Version-Release number
4.22 (CI infrastructure, not version-specific)
How reproducible
Always (when us-central1-c is randomly selected as a zone, which happens frequently)
Steps to Reproduce
Run any GCP CI job that uses ARM64 control plane nodes (e.g. periodic-ci-openshift-multiarch-main-nightly-4.22-upgrade-from-stable-4.21-ocp-e2e-upgrade-gcp-ovn)
The ipi-conf-gcp-commands.sh step selects zones from the region using get_zones_from_region, which only excludes AI zones
If us-central1-c is selected, the installer fails validation because t2a-standard-4 is not available there
Actual results
Install fails with:
controlPlane.platform.gcp.type: Invalid value: "t2a-standard-4": instance type not available in zones: [us-central1-c]
The multi-a-a variant (all ARM64) has a 0/5 pass rate. The multi-x-ax variant (mixed) has 1/5 pass rate.
Expected results
Zone selection should only pick zones where the requested machine type is available. The install should proceed successfully.
Additional info
Affected job: periodic-ci-openshift-multiarch-main-nightly-4.22-upgrade-from-stable-4.21-ocp-e2e-upgrade-gcp-ovn
Pass rate dropped from 100% to 40% (Sippy twoDay period as of 2026-03-06).

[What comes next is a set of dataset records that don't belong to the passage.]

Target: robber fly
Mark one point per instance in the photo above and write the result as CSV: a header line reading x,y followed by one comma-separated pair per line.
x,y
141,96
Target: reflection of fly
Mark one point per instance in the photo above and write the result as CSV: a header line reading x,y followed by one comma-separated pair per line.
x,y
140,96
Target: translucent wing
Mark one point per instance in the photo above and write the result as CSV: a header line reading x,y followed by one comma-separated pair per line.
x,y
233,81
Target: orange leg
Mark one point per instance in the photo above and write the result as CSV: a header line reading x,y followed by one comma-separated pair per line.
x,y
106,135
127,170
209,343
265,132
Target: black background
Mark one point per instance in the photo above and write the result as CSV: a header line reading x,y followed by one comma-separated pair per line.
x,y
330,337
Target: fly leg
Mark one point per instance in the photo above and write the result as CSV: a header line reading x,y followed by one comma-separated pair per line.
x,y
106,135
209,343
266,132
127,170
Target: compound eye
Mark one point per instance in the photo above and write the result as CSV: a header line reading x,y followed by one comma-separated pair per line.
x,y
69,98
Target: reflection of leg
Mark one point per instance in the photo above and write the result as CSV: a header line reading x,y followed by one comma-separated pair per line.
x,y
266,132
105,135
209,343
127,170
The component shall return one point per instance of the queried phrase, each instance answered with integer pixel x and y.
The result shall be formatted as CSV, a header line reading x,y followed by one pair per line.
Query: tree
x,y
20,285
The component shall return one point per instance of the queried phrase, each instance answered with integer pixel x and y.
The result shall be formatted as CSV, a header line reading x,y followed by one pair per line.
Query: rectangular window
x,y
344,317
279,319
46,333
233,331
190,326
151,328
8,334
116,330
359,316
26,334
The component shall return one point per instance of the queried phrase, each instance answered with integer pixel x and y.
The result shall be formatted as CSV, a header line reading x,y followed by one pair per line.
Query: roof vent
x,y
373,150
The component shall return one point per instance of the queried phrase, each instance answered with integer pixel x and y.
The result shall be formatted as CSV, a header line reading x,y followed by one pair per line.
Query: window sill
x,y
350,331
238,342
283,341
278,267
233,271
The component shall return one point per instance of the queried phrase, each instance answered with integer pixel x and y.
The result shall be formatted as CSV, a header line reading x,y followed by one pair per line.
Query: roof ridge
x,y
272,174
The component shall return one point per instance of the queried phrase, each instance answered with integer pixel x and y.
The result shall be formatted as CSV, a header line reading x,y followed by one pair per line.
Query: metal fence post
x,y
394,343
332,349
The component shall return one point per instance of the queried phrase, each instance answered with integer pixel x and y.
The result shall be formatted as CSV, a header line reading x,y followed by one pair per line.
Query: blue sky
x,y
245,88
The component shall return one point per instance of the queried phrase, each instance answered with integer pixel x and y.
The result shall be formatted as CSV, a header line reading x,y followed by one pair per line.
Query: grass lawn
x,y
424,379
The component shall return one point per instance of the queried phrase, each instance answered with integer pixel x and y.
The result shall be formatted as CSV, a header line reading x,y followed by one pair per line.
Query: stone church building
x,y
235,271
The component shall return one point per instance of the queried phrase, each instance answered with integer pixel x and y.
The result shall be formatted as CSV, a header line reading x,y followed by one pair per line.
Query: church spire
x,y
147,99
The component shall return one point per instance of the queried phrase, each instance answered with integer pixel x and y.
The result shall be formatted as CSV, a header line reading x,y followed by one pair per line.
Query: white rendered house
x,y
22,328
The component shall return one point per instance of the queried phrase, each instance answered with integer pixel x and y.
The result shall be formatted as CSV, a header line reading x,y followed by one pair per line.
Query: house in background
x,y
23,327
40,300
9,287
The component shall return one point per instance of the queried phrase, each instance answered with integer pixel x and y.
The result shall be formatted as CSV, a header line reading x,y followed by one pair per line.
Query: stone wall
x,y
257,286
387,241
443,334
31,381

_Root cause file:_ ci-operator/step-registry/ipi/conf/gcp/ipi-conf-gcp-commands.sh in openshift/release
Fix: Replace get_zones_from_region with get_zones_for_machine_type that queries gcloud compute machine-types list to find zones where the specific machine type is available, with a fallback to the previous behavior. Also select zones independently for control plane and compute nodes since heterogeneous clusters may use different machine types available in different zones.
PR forthcoming.